A Folha quer o fim da TV Brasil. Em editorial publicado hoje argumenta que a audiência é baixa, que sua criação não foi um ato democrático (porque nasceu de um decreto) e que gasta, por ano, 350 milhões de reais do dinheiro do contribuinte. Por isso, encerra o texto da seguinte forma: “Os vícios de origem e o retumbante fracasso de audiência recomendam que a TV seja fechada – antes que se desperdice mais dinheiro do contribuinte” (veja a íntegra abaixo).

Eu tenho críticas à TV Brasil, mas nenhuma delas tem a ver com a opinião da Folha. Aliás, seria bom a gente perguntar: a quem serve a Folha? No cabeçalho se diz que é um jornal a serviço do Brasil, o que soa como piada pra quem conhece minimamente a história da imprensa do país.

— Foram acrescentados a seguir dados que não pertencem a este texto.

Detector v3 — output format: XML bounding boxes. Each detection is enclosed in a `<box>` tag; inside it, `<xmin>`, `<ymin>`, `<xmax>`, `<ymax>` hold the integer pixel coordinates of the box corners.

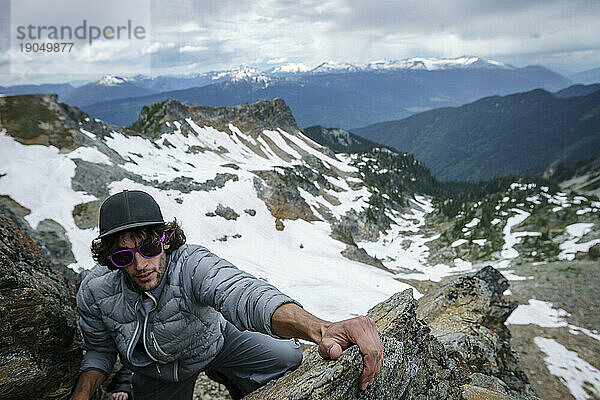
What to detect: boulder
<box><xmin>0</xmin><ymin>213</ymin><xmax>82</xmax><ymax>400</ymax></box>
<box><xmin>245</xmin><ymin>267</ymin><xmax>537</xmax><ymax>400</ymax></box>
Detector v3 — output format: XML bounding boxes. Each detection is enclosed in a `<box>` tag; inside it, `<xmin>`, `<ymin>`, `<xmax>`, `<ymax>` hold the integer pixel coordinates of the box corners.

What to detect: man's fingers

Pra não ir muito longe, basta dizer que o jornalão emprestou veículos para a ditadura. Mas talvez isso seja uma questão de ponto de vista: estavam, diria o jornal da “ditabranda”, a serviço do Brasil contra a Comunidade Comunista, que pretendia se instalar no governo federal.

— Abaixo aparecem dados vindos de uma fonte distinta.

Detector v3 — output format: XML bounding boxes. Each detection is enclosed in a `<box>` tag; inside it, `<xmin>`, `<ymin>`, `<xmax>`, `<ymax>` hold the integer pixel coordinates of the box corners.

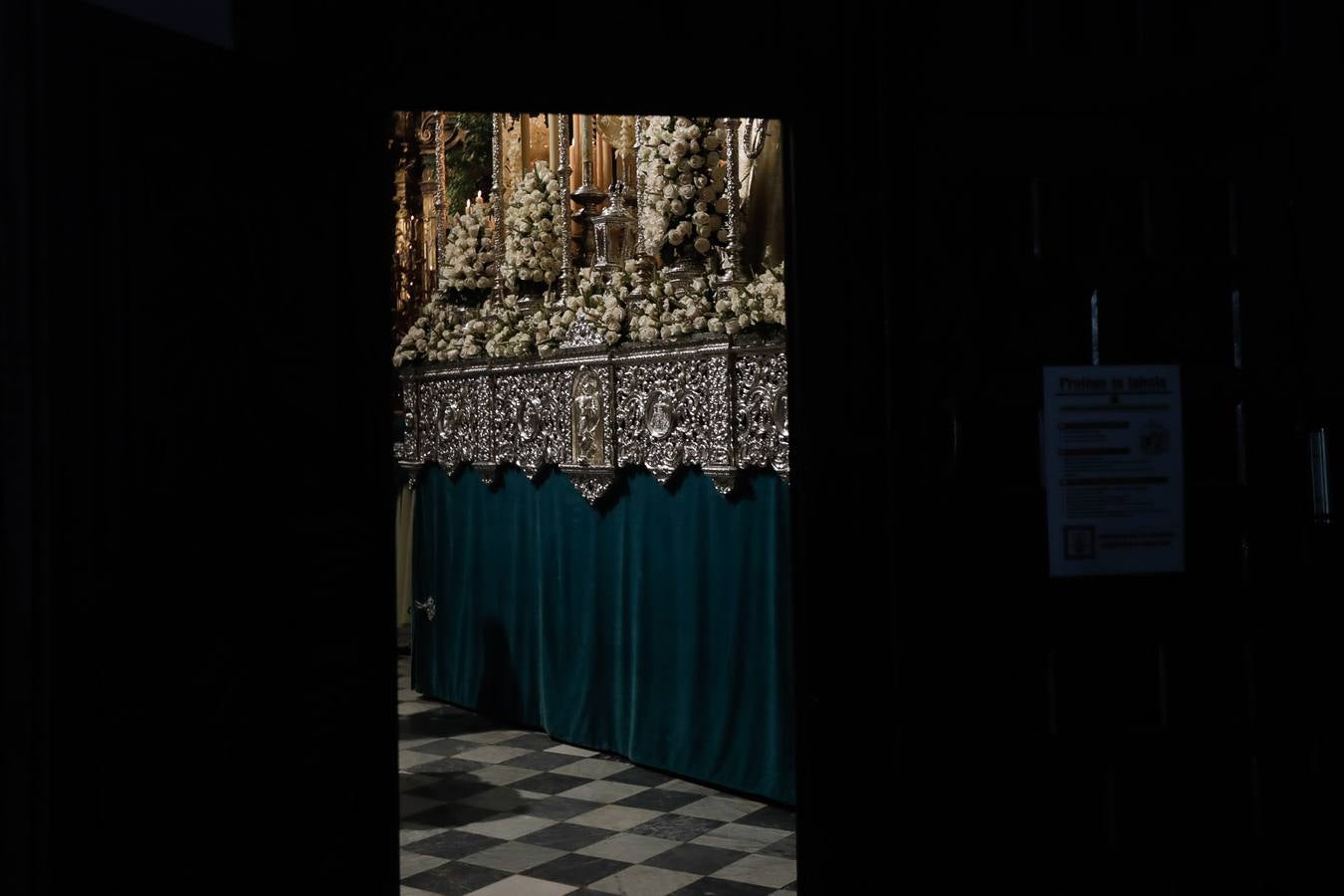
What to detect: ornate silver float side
<box><xmin>394</xmin><ymin>337</ymin><xmax>788</xmax><ymax>503</ymax></box>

Voltando. A TV Brasil é uma tentativa de cumprir a Constituição, que determina a complementariedade entre os serviços privado, público e estatal. Hoje só existe o privado e, tenho certeza, isto tem a ver com o lixo jogado no ar todos os dias. Sim, amigos, a televisão privada brasileira é um lixo. Não presta. Raríssimos são os programas razoáveis. Na Globo, por exemplo, nada menos que metade da programação entre 12h e 24h é de novela. E de uma novela que dissemina os piores valores morais que existem.

Posso concordar que existem erros graves na TV Brasil, e o primeiro deles foi a entrega dos cargos de direção para jornalistas oriundos das corporações de mídia. Com isso o governo indicou uma conciliação, não uma mudança substancial no jeito de fazer jornalismo. Assim, não é à toa que muito do conteúdo veiculado pela TV Brasil, sobretudo nos telejornais, tem sido muito parecido com aquele das corporações privadas (ver a carta do Mário Augusto Jakobskind à Ouvidoria da emissora, aqui no Fazendo Media ).

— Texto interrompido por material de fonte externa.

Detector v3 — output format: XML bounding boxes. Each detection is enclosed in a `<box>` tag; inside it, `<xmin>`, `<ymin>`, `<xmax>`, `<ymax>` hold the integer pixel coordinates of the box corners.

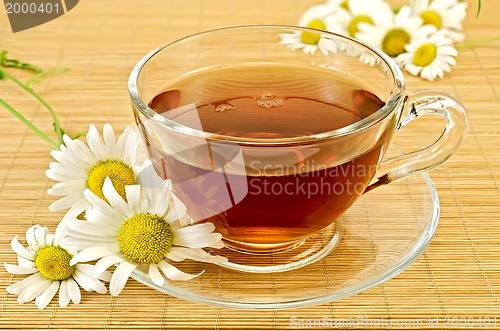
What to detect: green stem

Por outro lado, não dá pra dizer que é tudo igual. Se pegarmos a programação como um todo, veremos a existência de iniciativas que jamais teriam vez no atual sistema privado de televisão. É o caso dos documentários, que dão voz e vez aos segmentos da sociedade que só aparecem na mídia corporativa como bandidos.

Por isso, o governo precisa se manter firme diante da pressão da Folha. E contra-atacar. Pra começar, coloque em pauta a mudança na lei que criminaliza as rádios comunitárias e determine que sua Polícia Federal vá se preocupar com aqueles que realmente ameaçam a sociedade. Essa babaquice de inimigo interno já fez muito mal ao país. Enquanto calam as vozes do povo, armas e drogas atravessam nossas fronteiras numa boa. O Rio está infestado delas, e boa parte da culpa é da falta de fiscalização.

No Brasil arcaico do século XXI, as emissoras privadas de televisão, todas golpistas, ainda recebem dinheiro grosso do governo (meu, seu, nosso) para veicular campanhas publicitárias de saúde pública. Em países um pouquinho mais civilizados isso não é assim, pois como as emissoras privadas são concessões públicas (decididas pelo meu, seu, nossos representantes no Congresso), trata-se de uma obrigação ceder espaço para veiculação de mensagens de interesse público, sobretudo em relação a epidemias (como, atualmente, a gripe suína). Isso a Folha não critica.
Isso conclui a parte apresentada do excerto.